CIVR-FM
- Yellowknife, Northwest Territories; Canada;
- Frequency: 103.5 MHz
- Branding: Radio Taïga

Programming
- Language: French
- Format: Community radio

Ownership
- Owner: Médias Ténois

History
- First air date: September 14, 2001

Technical information
- Licensing authority: CRTC
- ERP: 164 watts
- HAAT: 46.9 metres (154 ft)
- Transmitter coordinates: 62°26′50″N 114°21′37″W﻿ / ﻿62.44722°N 114.36028°W

Links
- Webcast: Listen live
- Website: radiotaiga.com

= CIVR-FM =

Radio station in Yellowknife, Northwest Territories

CIVR-FM is a Canadian radio station, broadcasting at 103.5 FM in Yellowknife, Northwest Territories. Branded as Radio Taïga, the station airs a community radio format for Yellowknife's Franco-Ténois community.

The station is a member of the Alliance des radios communautaires du Canada.

==History==
On April 28, 2000, L'Association Franco-culturelle de Yellowknife received CRTC approval to operate a new French-language community radio station at Yellowknife. The station would broadcast on a frequency of 93.3 MHz, with an effective radiated power of 164 watts. 126 hours of programming per week would be broadcast, of which 15 hours would be produced locally, with the balance of the programming originating with the French-language radio network Réseau Francophone D'Amérique. The licence would be held by a not-for-profit organization.

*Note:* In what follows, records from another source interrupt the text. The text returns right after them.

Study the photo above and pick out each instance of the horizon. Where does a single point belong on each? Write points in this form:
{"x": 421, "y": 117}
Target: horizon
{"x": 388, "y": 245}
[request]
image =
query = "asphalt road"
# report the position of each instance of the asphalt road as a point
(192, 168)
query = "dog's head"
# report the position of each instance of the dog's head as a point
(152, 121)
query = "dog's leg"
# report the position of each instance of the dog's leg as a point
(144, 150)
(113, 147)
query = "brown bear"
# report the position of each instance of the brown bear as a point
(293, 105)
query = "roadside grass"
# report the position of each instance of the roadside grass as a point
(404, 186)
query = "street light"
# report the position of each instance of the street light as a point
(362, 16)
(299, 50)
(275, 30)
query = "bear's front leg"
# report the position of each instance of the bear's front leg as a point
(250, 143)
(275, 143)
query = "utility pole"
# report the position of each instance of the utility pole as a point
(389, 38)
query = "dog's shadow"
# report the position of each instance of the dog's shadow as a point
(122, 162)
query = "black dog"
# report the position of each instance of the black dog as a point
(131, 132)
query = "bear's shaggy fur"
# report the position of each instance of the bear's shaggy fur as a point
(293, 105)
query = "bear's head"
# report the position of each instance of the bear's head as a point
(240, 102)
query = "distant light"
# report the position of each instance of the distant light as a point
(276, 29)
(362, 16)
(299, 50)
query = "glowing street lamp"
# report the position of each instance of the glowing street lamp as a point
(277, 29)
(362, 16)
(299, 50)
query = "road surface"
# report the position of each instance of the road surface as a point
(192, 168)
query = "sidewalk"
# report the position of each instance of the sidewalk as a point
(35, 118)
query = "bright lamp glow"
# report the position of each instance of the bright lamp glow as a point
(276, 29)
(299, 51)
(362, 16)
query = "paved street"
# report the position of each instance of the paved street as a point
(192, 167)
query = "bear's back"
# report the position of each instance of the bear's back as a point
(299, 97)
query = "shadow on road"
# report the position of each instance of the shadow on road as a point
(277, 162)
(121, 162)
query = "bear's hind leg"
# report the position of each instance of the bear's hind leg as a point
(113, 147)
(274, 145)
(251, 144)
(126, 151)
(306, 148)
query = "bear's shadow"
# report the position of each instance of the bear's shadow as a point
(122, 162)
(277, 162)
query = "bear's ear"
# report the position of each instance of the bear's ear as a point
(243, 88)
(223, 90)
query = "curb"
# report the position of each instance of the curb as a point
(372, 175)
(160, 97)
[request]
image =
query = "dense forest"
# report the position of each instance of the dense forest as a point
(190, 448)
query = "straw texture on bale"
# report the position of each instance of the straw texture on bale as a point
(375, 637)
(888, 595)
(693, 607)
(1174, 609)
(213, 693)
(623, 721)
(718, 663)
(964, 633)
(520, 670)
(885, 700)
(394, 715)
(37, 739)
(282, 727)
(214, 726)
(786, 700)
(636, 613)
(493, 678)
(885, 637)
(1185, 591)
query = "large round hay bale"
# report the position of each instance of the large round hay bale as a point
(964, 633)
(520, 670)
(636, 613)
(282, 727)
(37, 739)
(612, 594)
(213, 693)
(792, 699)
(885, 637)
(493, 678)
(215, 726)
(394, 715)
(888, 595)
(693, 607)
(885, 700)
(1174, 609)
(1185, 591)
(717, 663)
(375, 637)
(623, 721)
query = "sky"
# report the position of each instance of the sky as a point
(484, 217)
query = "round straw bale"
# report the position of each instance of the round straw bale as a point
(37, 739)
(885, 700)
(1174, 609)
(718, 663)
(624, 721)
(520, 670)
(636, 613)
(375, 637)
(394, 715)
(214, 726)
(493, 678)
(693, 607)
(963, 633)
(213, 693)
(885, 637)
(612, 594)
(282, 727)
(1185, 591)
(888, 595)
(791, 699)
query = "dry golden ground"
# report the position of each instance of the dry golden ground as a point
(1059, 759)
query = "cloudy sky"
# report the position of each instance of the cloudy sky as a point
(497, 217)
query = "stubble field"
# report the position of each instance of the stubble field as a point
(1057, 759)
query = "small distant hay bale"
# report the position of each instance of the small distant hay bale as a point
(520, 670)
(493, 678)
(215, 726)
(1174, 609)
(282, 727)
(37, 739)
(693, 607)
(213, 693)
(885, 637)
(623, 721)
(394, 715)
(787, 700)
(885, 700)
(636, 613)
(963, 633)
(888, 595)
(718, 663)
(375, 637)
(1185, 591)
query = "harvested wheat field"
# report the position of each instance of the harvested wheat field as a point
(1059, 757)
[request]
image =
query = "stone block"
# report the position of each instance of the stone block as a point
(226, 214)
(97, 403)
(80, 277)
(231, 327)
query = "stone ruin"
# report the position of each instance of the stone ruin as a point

Still unbuilt, on April 5, 2001, CIVR-FM received approval from the CRTC to change frequencies from 93.3 to 103.5 MHz. Two weeks later, the CRTC granted it an extension of its construction period, and the station signed on September 14, 2001.

On June 9, 2011, Société Radio Taïga received CRTC approval to acquire CIVR-FM from L'Association Franco-Culturelle de Yellowknife. Upon surrender of the current licence issued to L'Association Franco-Culturelle de Yellowknife, the Commission would issue a new licence to Société Radio Taïga, to expire August 31, 2013. Furthermore, the Commission's analysis revealed that, during the current licence term, CIVR-FM might have contravened section 9(2) of the Radio Regulations, 1986 regarding the submission of annual returns for the 2005-2006 and 2009-2010 broadcast years. In a letter dated February 10, 2011, the applicant indicated that, once the acquisition of assets was complete, it would pursue the matter so that it could submit the missing annual returns to the Commission by the end of March 2012. The Commission stated it would review CIVR-FM's compliance with its regulatory obligations, including any instances of non-compliance, in the context of the station's licence renewal in 2013.

In 2021, the station owner merged with the Yellowknife-based francophone newspaper L'Aquilon. The merger brought both outlets under the management of a new organization, Médias Ténois.